Whitewashing Representation: How Using Citizenship Data to Gerrymander Will Undermine Our Democracy

Partisan operatives are trying to change how electoral districts are drawn, in a radical effort to undermine our representative democracy. By law, electoral districts must have about the same number of people, and state leaders draw those boundaries based on total population counts. But a group of party leaders at the national and state level have been plotting to draw state legislative and congressional districts based solely on the citizen voting-age population (CVAP)—a move that they believe would be advantageous to white voters and harm areas where more people of color, legal residents, immigrants and children live.

These secret efforts manifested in the Trump Administration’s quest to whitewash our representation by demanding that the 2020 Census include a citizenship question. He abandoned that effort after a U.S. Supreme Court loss and instead issued an executive order demanding several federal agencies provide all their information – that is, administrative data – on citizenship status to the Census Bureau. He ordered the Bureau to combine this administrative data with data from the decennial census and the American Community Survey (ACS) in order to identify non-citizens residing in the United States. The Census Bureau plans to send the aggregate data to states for redistricting.

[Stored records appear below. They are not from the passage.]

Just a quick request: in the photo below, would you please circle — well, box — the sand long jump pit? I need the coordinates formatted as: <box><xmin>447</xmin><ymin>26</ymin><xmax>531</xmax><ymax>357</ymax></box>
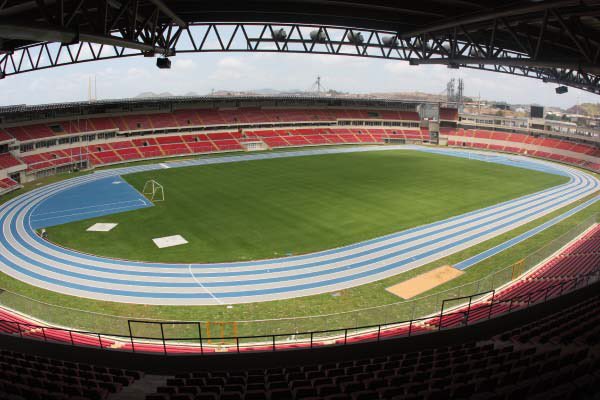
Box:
<box><xmin>385</xmin><ymin>265</ymin><xmax>464</xmax><ymax>299</ymax></box>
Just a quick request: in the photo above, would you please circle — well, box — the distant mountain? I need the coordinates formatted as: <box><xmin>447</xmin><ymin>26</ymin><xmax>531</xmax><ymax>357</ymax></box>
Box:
<box><xmin>135</xmin><ymin>92</ymin><xmax>173</xmax><ymax>99</ymax></box>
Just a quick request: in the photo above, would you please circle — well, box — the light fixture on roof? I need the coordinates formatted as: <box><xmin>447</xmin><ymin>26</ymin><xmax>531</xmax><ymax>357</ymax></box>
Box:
<box><xmin>156</xmin><ymin>57</ymin><xmax>171</xmax><ymax>69</ymax></box>
<box><xmin>271</xmin><ymin>28</ymin><xmax>287</xmax><ymax>42</ymax></box>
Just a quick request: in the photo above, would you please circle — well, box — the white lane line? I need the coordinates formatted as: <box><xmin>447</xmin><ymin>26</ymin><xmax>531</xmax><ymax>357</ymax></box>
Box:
<box><xmin>32</xmin><ymin>206</ymin><xmax>146</xmax><ymax>222</ymax></box>
<box><xmin>188</xmin><ymin>264</ymin><xmax>224</xmax><ymax>305</ymax></box>
<box><xmin>32</xmin><ymin>199</ymin><xmax>141</xmax><ymax>217</ymax></box>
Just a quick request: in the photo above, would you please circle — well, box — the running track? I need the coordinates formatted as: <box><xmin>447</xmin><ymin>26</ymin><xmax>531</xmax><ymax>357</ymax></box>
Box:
<box><xmin>0</xmin><ymin>146</ymin><xmax>600</xmax><ymax>305</ymax></box>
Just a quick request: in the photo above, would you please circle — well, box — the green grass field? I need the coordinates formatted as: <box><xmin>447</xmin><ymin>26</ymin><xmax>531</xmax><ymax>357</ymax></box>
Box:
<box><xmin>48</xmin><ymin>151</ymin><xmax>566</xmax><ymax>263</ymax></box>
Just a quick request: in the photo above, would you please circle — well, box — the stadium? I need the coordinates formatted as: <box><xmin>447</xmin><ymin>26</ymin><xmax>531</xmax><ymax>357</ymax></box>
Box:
<box><xmin>0</xmin><ymin>0</ymin><xmax>600</xmax><ymax>400</ymax></box>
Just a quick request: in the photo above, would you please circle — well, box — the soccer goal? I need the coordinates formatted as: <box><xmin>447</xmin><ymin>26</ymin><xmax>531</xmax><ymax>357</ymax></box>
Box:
<box><xmin>142</xmin><ymin>179</ymin><xmax>165</xmax><ymax>201</ymax></box>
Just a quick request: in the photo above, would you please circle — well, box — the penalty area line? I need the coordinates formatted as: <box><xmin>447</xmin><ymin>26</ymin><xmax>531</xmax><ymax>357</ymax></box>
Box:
<box><xmin>188</xmin><ymin>264</ymin><xmax>225</xmax><ymax>306</ymax></box>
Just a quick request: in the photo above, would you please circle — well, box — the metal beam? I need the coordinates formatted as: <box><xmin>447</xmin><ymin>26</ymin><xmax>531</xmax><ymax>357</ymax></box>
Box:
<box><xmin>399</xmin><ymin>0</ymin><xmax>581</xmax><ymax>39</ymax></box>
<box><xmin>0</xmin><ymin>22</ymin><xmax>172</xmax><ymax>55</ymax></box>
<box><xmin>408</xmin><ymin>57</ymin><xmax>600</xmax><ymax>73</ymax></box>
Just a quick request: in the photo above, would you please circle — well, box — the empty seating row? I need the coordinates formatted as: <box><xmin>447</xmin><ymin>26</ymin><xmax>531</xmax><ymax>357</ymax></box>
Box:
<box><xmin>0</xmin><ymin>350</ymin><xmax>143</xmax><ymax>400</ymax></box>
<box><xmin>0</xmin><ymin>153</ymin><xmax>21</xmax><ymax>169</ymax></box>
<box><xmin>443</xmin><ymin>129</ymin><xmax>600</xmax><ymax>171</ymax></box>
<box><xmin>146</xmin><ymin>342</ymin><xmax>599</xmax><ymax>400</ymax></box>
<box><xmin>0</xmin><ymin>178</ymin><xmax>19</xmax><ymax>194</ymax></box>
<box><xmin>0</xmin><ymin>108</ymin><xmax>419</xmax><ymax>141</ymax></box>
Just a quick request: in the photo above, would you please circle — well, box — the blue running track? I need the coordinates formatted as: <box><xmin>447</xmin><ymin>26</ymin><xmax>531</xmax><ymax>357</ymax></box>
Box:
<box><xmin>0</xmin><ymin>146</ymin><xmax>600</xmax><ymax>305</ymax></box>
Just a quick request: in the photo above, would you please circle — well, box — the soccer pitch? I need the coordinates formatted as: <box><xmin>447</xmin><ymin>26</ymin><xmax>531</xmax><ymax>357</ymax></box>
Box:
<box><xmin>48</xmin><ymin>150</ymin><xmax>566</xmax><ymax>263</ymax></box>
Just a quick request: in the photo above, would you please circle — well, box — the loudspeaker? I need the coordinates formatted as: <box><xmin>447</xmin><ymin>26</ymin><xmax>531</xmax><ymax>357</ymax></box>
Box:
<box><xmin>555</xmin><ymin>86</ymin><xmax>569</xmax><ymax>94</ymax></box>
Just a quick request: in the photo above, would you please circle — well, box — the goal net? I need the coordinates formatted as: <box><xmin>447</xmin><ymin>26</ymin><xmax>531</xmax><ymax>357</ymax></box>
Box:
<box><xmin>142</xmin><ymin>179</ymin><xmax>165</xmax><ymax>201</ymax></box>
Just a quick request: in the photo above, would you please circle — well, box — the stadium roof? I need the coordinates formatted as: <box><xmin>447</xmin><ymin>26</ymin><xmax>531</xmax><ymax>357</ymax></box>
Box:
<box><xmin>0</xmin><ymin>0</ymin><xmax>600</xmax><ymax>93</ymax></box>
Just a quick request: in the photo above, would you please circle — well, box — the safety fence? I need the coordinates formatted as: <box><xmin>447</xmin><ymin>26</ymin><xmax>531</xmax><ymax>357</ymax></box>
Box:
<box><xmin>0</xmin><ymin>265</ymin><xmax>600</xmax><ymax>355</ymax></box>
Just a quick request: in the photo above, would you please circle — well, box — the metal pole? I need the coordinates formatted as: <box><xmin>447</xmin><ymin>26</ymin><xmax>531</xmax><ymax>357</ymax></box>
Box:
<box><xmin>127</xmin><ymin>320</ymin><xmax>135</xmax><ymax>353</ymax></box>
<box><xmin>160</xmin><ymin>322</ymin><xmax>167</xmax><ymax>354</ymax></box>
<box><xmin>198</xmin><ymin>322</ymin><xmax>204</xmax><ymax>354</ymax></box>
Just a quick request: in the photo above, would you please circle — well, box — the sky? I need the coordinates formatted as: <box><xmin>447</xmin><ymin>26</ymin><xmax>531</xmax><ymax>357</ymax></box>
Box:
<box><xmin>0</xmin><ymin>53</ymin><xmax>600</xmax><ymax>108</ymax></box>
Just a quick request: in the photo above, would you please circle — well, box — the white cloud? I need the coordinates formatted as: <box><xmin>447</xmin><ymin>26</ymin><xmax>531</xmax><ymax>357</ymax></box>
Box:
<box><xmin>0</xmin><ymin>53</ymin><xmax>600</xmax><ymax>107</ymax></box>
<box><xmin>217</xmin><ymin>57</ymin><xmax>244</xmax><ymax>69</ymax></box>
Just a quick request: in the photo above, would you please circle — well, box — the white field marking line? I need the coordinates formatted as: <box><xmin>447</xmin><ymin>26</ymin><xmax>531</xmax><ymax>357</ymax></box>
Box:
<box><xmin>188</xmin><ymin>264</ymin><xmax>224</xmax><ymax>306</ymax></box>
<box><xmin>32</xmin><ymin>199</ymin><xmax>145</xmax><ymax>220</ymax></box>
<box><xmin>32</xmin><ymin>206</ymin><xmax>148</xmax><ymax>222</ymax></box>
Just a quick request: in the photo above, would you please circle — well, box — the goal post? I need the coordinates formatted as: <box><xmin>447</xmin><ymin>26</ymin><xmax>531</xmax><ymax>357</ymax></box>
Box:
<box><xmin>142</xmin><ymin>179</ymin><xmax>165</xmax><ymax>201</ymax></box>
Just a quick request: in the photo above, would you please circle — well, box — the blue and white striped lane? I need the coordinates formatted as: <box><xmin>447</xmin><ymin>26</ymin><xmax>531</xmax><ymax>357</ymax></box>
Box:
<box><xmin>0</xmin><ymin>146</ymin><xmax>600</xmax><ymax>305</ymax></box>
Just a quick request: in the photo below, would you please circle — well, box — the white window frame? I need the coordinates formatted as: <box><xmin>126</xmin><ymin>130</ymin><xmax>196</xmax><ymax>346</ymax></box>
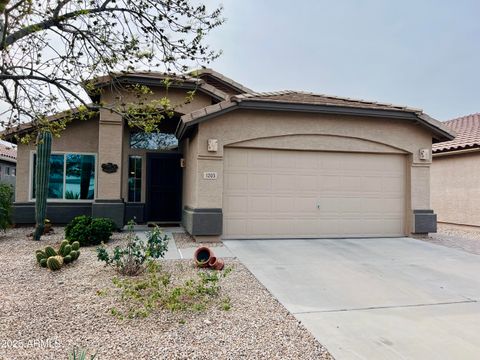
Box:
<box><xmin>28</xmin><ymin>150</ymin><xmax>98</xmax><ymax>203</ymax></box>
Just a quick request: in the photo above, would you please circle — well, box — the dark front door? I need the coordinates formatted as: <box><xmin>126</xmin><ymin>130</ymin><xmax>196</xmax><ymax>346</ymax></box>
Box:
<box><xmin>147</xmin><ymin>153</ymin><xmax>182</xmax><ymax>222</ymax></box>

In recently revealed documents, Dr. Thomas Hofeller, the Republican gerrymandering strategist behind many of the most controversial gerrymandered maps, analyzed and concluded that basing redistricting on citizens aged 18 and over, would “be advantageous to Republicans and Non-Hispanic Whites.” He recognized that this move away from using a count of the total U.S. population would be a “radical departure from the federal ‘one person, one vote’ rule” that underlies our representative democracy.

Hofeller stated creating this racial and partisan advantage by removing millions of American residents could only be achieved by collecting citizenship data at the census block level.

Using citizen voting age data to draw districts will exclude millions of young people and people of color, violates the Constitution and undermines the principles of equal representation that our country strives towards.

Understanding the intricacies of what administrative data is, how it is used and what challenges can arise from its use in the 2020 Census gives advocates the tools to fight back.

Takeaways from the report include:

  1. Administrative data on citizenship should not be merged with 2020 Census data in the redistricting files that are sent to states because the data will be used by partisan operatives to justify skewing electoral districts in a manner that, in the words of Thomas Hofeller, is “advantageous to Republicans and Non-Hispanic Whites”.
  2. The integrity of the 2020 Census and American Community Survey data should not be tainted by inaccurate and unreliable administrative data on people’s changing immigration status. The administrative data on citizenship will exacerbate the undercount of children and people of color.
  3. There are significant legal protections that prohibit the sharing and use of census data to target individuals, but there are risks that advocates should be aware and vigilant of.